HP Introduces First-Ever 30-bit, 1 Billion Color Display
justechn writes "I recently had the opportunity to see, first hand, HP's new 30-bit, 1 billion color LCD display. I have to say I am impressed. Not only is the HP Dreamcolor LP2480zx capable of displaying so much more than standard LCDs, but it considered a Color Critical display. This means if you work with videos or photos you can be guaranteed that what you see is what it is supposed to look like. With 6 built-in color spaces (NTSC, SMPTE, sRGB, Rec. 709, Adobe RGB and DCI), you can easily switch to the one that best suits your applications and process. At $3,499, it is too expensive to be a consumer level LCD, but compared to other Color Critical displays (which can cost as much as $15,000 and $25,000) this is a real bargain. This display was a joint venture between HP and DreamWorks animation. When I talked to the executives of DreamWorks, they were very excited about this display because it solved a huge problem for them."
This is really just hype more than anything. Remember that article about like 50% of people with HDTVs think they are viewing in HD but it turns out they're not (b/c of having wrong cables, etc)? It's the same with colors--the eyes just can't distinguish between a display with 10 million colors and a billion colors. Personally I think you're wasting your money buying this thing. But at the very least, maybe the price of "inferior" monitors will go down if this goes mainstream, so I shouldn't complain.
I don't particularly want 1 billion colors, I actually just want 1 new one: black.

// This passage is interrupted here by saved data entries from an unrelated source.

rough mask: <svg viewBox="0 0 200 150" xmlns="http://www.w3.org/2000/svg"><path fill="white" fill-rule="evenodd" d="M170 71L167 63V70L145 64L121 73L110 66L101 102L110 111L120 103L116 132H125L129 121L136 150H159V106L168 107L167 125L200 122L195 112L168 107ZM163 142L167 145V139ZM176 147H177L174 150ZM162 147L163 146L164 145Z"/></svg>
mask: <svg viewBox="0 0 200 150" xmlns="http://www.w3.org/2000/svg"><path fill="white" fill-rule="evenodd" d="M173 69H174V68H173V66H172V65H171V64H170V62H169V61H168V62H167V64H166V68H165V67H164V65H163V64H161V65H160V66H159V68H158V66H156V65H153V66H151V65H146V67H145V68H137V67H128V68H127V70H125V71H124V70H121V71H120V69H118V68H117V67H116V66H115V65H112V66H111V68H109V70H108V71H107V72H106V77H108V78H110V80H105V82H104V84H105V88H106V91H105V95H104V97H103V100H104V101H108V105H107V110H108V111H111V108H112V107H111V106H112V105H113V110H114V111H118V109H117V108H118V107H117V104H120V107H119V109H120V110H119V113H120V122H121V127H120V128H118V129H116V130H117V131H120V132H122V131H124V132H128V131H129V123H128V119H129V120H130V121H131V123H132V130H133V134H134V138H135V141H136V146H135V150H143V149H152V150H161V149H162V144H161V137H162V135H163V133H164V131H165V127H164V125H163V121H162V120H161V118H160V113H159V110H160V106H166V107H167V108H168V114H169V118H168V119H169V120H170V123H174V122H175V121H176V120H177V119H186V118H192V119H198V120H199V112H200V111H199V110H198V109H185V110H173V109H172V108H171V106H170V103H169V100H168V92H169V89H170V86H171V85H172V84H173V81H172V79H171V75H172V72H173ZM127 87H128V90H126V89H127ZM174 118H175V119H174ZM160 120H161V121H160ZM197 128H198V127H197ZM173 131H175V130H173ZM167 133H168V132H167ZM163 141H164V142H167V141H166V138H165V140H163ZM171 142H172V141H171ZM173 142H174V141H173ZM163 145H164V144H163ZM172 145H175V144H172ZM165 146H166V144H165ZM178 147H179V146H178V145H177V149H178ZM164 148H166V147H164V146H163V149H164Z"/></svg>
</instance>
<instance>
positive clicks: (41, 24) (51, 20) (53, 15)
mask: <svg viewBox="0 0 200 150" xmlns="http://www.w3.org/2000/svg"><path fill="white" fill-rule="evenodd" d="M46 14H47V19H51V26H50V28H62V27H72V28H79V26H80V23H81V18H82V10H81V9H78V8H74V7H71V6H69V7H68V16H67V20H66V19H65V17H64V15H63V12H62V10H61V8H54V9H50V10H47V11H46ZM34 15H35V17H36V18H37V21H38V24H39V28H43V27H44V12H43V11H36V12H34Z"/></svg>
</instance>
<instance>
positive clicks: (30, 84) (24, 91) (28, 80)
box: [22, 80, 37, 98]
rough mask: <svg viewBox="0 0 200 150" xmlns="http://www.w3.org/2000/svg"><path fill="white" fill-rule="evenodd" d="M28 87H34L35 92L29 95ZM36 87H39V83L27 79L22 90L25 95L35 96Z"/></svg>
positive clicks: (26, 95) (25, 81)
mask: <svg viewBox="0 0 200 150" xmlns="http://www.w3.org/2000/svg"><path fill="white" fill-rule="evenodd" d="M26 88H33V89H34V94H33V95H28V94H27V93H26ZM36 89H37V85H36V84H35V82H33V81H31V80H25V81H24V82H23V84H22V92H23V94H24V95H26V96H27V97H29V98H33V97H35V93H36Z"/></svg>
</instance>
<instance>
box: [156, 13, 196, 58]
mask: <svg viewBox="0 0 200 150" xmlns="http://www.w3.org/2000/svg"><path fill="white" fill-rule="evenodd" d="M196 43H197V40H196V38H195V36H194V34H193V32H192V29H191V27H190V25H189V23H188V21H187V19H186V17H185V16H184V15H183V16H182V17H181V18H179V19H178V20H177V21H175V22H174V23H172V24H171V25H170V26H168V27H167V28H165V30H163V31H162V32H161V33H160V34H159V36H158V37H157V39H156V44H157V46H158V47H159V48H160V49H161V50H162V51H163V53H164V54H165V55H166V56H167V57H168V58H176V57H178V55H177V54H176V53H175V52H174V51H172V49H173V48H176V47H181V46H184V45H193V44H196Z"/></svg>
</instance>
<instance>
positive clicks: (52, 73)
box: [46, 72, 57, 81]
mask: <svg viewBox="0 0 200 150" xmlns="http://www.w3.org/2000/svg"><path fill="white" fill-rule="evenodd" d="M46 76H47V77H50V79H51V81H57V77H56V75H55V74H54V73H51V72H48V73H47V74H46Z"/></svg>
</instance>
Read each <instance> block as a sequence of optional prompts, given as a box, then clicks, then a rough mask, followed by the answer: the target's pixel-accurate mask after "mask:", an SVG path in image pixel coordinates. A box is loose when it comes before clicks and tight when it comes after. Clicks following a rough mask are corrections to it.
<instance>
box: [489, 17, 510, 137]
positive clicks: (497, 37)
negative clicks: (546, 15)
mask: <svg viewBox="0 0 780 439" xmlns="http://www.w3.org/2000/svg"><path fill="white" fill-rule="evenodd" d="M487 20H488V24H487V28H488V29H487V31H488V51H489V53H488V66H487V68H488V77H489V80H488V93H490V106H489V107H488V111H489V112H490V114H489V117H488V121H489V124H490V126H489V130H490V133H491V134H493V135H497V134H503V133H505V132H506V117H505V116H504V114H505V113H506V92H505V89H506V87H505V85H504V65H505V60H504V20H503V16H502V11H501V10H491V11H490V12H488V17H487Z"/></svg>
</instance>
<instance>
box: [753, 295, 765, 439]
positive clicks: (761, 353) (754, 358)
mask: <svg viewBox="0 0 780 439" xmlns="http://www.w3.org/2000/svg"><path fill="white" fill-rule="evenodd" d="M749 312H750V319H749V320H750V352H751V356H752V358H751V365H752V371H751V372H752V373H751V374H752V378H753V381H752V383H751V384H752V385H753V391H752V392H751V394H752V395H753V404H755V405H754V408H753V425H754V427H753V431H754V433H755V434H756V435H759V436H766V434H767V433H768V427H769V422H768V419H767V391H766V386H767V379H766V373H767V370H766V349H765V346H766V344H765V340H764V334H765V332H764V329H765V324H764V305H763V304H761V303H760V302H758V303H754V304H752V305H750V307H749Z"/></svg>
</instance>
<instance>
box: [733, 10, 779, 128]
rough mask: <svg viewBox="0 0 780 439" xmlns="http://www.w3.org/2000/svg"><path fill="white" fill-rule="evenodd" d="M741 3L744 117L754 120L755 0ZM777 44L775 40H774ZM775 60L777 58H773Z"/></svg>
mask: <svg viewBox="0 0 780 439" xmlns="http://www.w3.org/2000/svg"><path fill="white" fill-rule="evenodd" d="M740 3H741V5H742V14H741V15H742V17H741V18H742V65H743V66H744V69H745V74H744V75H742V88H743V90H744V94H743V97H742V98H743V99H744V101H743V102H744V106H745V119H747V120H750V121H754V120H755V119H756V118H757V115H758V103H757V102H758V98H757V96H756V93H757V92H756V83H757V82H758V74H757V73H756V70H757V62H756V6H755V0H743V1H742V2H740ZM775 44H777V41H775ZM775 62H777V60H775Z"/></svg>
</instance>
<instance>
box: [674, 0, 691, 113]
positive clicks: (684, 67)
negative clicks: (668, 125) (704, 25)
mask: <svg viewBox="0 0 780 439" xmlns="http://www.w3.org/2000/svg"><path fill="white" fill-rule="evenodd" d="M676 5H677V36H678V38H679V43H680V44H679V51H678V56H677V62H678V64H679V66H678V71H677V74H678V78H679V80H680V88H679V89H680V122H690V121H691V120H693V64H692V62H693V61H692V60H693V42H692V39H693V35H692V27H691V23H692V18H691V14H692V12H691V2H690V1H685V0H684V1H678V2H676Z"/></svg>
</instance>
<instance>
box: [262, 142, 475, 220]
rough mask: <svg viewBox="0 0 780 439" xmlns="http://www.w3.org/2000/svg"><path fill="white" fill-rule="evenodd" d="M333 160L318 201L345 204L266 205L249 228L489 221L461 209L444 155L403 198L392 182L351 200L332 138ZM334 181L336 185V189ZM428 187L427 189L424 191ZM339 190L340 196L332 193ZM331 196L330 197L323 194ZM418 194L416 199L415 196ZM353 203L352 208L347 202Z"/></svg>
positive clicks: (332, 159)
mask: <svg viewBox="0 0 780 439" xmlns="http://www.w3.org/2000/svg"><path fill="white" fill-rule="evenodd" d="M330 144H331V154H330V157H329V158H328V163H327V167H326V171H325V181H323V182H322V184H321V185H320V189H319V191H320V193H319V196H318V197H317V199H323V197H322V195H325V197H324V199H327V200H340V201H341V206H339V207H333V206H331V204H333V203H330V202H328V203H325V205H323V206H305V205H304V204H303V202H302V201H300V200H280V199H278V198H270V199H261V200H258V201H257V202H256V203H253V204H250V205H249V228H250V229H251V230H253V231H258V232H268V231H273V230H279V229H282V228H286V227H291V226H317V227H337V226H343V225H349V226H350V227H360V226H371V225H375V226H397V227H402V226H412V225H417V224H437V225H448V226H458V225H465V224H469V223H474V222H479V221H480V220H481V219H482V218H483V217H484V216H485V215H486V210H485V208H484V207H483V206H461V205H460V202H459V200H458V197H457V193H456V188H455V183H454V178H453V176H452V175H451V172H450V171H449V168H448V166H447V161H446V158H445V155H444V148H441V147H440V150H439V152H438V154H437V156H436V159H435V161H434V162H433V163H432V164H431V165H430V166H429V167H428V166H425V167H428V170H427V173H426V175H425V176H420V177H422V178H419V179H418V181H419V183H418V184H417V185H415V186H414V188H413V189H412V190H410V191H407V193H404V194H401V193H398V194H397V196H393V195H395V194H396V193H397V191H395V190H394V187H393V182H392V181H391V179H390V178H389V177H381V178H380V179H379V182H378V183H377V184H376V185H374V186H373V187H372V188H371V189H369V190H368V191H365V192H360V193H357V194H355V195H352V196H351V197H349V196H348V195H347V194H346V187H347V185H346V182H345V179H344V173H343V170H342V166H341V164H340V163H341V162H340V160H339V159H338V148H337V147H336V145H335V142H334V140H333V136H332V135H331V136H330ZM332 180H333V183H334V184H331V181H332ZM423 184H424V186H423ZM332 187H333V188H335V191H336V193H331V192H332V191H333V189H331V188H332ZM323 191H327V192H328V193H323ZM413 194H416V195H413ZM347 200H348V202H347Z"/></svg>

Not a very slightly gray-black, but silver-print-face-of-the-half-dome black.
"Sacrifice for the good of The State" - The State
Does it use the same number of pixels per channel? I hope not. Here's why: the human eye is not equally sensitive to each of the three primary colors; we can see quite a lot finer differences in green than in blue (red comes between the two extremes). To show this, create a simple monochromatic stepped gradient image in green and another in blue. Now eyeball them using a viewer that doesn't do fancy gamma correction; on a 24bpp display you should be able to see the steps on the green image (assuming normal color vision) but you'll have real problems doing that with the blue image.
"Little does he know, but there is no 'I' in 'Idiot'!"